Comparing Prefetching Schemes

Hardware-based prefetching requires some support connected to the cache but little modification to the processor. Its main advantage is that prefetches are handled dynamically at runtime without compiler intervention. The drawbacks are that extra hardware resources are needed, that memory references for complex access patterns are difficult to predict and that it tends to have a more negative effect on memory traffic.

In contrast, software-directed approaches require little hardware support. They rely on compiler technology to perform static program analysis and to selectively insert prefetch instructions. Because of this, they are less likely to prefetch unnecessary data. The disadvantages are that there is some non-negligible overhead due to the extra prefetch instructions and that some useful prefetching cannot be uncovered at runtime.

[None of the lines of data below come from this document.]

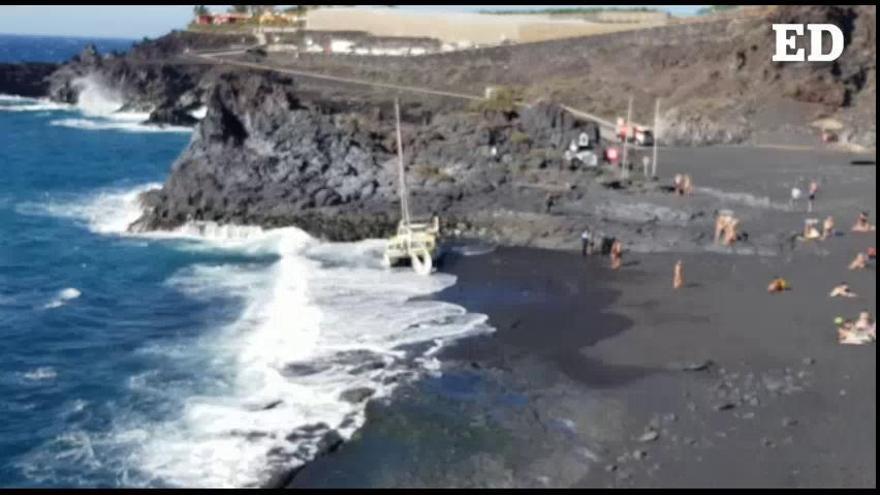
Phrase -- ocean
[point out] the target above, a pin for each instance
(209, 356)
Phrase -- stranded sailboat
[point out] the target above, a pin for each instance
(415, 243)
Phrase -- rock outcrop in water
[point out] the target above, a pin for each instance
(26, 79)
(263, 155)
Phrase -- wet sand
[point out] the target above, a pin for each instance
(600, 378)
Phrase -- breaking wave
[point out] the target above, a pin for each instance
(282, 379)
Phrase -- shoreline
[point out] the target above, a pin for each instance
(597, 378)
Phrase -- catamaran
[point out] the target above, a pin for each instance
(415, 243)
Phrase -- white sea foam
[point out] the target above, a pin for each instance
(22, 104)
(108, 211)
(319, 320)
(95, 97)
(41, 373)
(124, 124)
(62, 297)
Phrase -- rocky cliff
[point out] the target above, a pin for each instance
(26, 79)
(264, 155)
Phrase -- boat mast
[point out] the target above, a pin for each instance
(404, 203)
(656, 134)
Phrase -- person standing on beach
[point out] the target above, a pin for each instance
(616, 254)
(828, 227)
(586, 243)
(678, 275)
(814, 188)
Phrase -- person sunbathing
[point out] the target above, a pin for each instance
(860, 262)
(863, 331)
(778, 284)
(866, 326)
(842, 290)
(828, 227)
(862, 224)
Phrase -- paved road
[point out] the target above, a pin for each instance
(214, 57)
(608, 128)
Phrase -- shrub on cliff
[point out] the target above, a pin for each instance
(504, 100)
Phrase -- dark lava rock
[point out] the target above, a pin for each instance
(331, 441)
(169, 115)
(649, 436)
(694, 366)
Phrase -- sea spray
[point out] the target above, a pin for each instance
(312, 339)
(95, 97)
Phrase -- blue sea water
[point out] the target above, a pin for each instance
(184, 358)
(30, 48)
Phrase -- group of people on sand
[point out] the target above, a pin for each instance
(863, 330)
(588, 241)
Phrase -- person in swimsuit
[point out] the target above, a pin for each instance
(586, 243)
(860, 262)
(778, 284)
(862, 224)
(828, 227)
(842, 290)
(616, 255)
(814, 188)
(678, 275)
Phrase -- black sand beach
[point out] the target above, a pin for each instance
(599, 378)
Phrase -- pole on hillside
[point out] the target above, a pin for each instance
(404, 206)
(628, 128)
(656, 136)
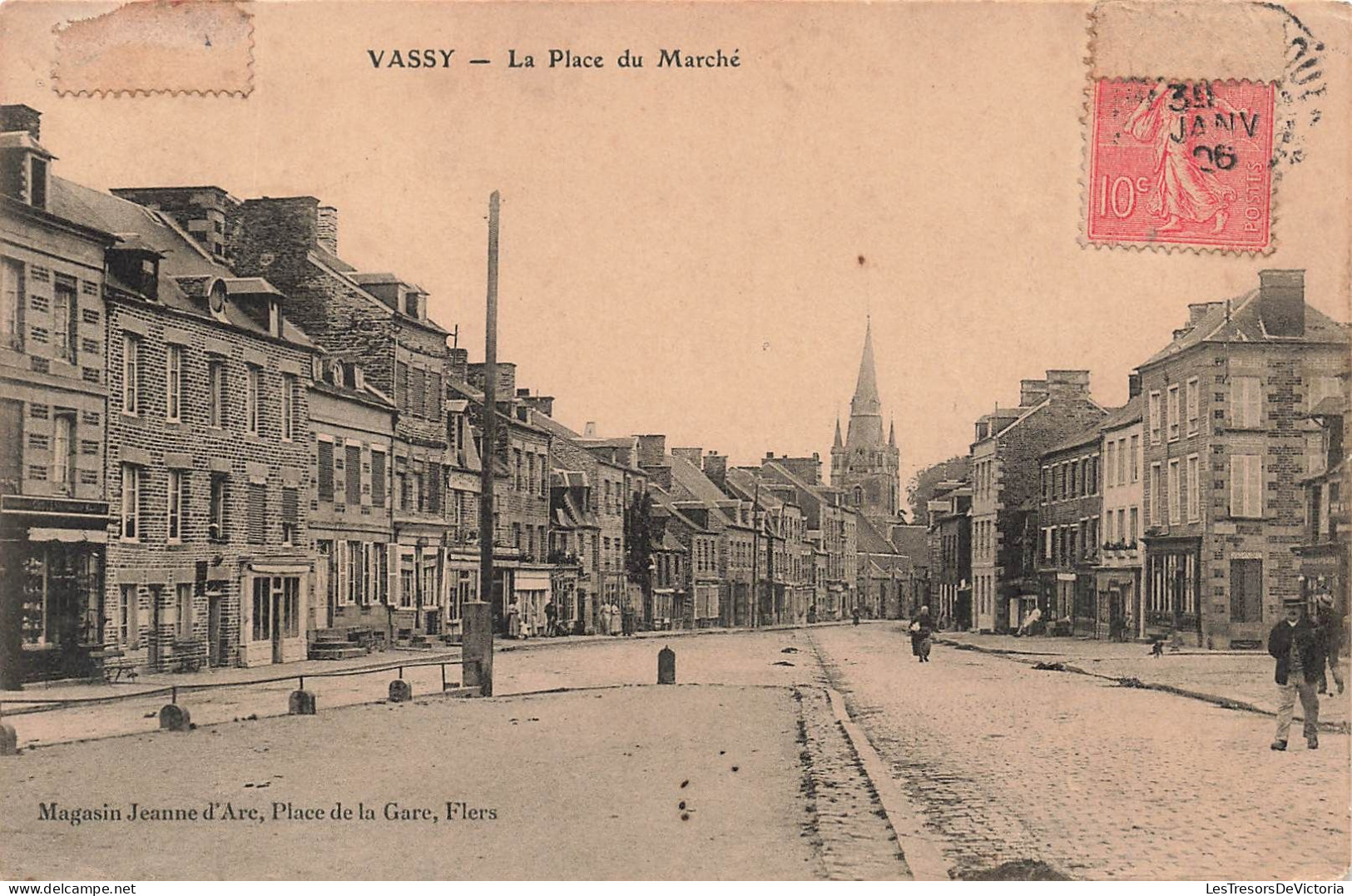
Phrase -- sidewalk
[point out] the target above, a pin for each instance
(1239, 679)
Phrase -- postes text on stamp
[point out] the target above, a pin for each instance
(1181, 162)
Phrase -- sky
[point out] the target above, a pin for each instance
(696, 251)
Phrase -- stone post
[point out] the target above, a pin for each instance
(476, 646)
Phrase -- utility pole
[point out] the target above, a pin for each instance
(755, 595)
(480, 646)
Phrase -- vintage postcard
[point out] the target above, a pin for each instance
(675, 441)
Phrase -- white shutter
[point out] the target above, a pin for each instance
(1254, 487)
(341, 547)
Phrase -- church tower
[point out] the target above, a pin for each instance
(865, 465)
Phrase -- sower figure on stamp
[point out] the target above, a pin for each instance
(1182, 188)
(1297, 646)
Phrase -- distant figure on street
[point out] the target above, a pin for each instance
(1027, 626)
(921, 631)
(1330, 634)
(1295, 645)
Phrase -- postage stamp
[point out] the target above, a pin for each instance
(1181, 162)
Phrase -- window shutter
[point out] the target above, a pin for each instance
(344, 595)
(1254, 487)
(326, 471)
(257, 512)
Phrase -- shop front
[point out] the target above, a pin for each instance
(52, 565)
(275, 595)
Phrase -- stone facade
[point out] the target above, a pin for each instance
(1226, 456)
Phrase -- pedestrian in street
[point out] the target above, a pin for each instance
(1330, 634)
(1295, 644)
(921, 631)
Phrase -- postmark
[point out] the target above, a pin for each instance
(1181, 162)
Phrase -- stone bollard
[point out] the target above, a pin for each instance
(175, 718)
(300, 703)
(476, 646)
(666, 666)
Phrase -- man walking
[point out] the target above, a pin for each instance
(1297, 647)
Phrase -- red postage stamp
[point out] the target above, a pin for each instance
(1183, 162)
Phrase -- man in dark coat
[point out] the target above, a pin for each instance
(1298, 651)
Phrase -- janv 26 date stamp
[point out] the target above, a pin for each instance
(1182, 162)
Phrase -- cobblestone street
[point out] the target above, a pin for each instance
(999, 761)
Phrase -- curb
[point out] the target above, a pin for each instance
(1129, 681)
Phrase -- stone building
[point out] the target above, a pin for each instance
(1226, 454)
(53, 394)
(1325, 547)
(1005, 489)
(1068, 517)
(951, 553)
(865, 467)
(350, 500)
(209, 452)
(1122, 557)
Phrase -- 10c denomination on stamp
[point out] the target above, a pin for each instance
(1181, 162)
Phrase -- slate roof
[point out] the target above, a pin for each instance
(186, 270)
(1246, 324)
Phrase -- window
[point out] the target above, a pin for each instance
(173, 381)
(173, 530)
(252, 376)
(352, 471)
(257, 522)
(130, 502)
(1194, 510)
(62, 453)
(65, 319)
(129, 608)
(130, 374)
(290, 517)
(378, 478)
(1193, 406)
(1174, 493)
(1156, 496)
(216, 394)
(12, 298)
(324, 471)
(186, 611)
(288, 406)
(1247, 485)
(216, 511)
(1246, 403)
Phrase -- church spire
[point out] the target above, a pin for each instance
(865, 389)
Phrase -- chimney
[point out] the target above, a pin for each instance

Hardware prefetching schemes perform best for programs in which most references are regular and sequential. Software prefetching can be more flexible, it can deal with programs with complicated but well-organised data structures.

Chen and Baer compare Mowry et al.'s software approach with their own hardware approach in a multiprocessor environment [4], and their results confirm the above observations. They also propose a prefetching scheme that combines software and hardware techniques, having (hopefully) the advantages of both and the drawback of neither. This is shown to outperform both of the above approaches, and is perhaps the next step in cache prefetching.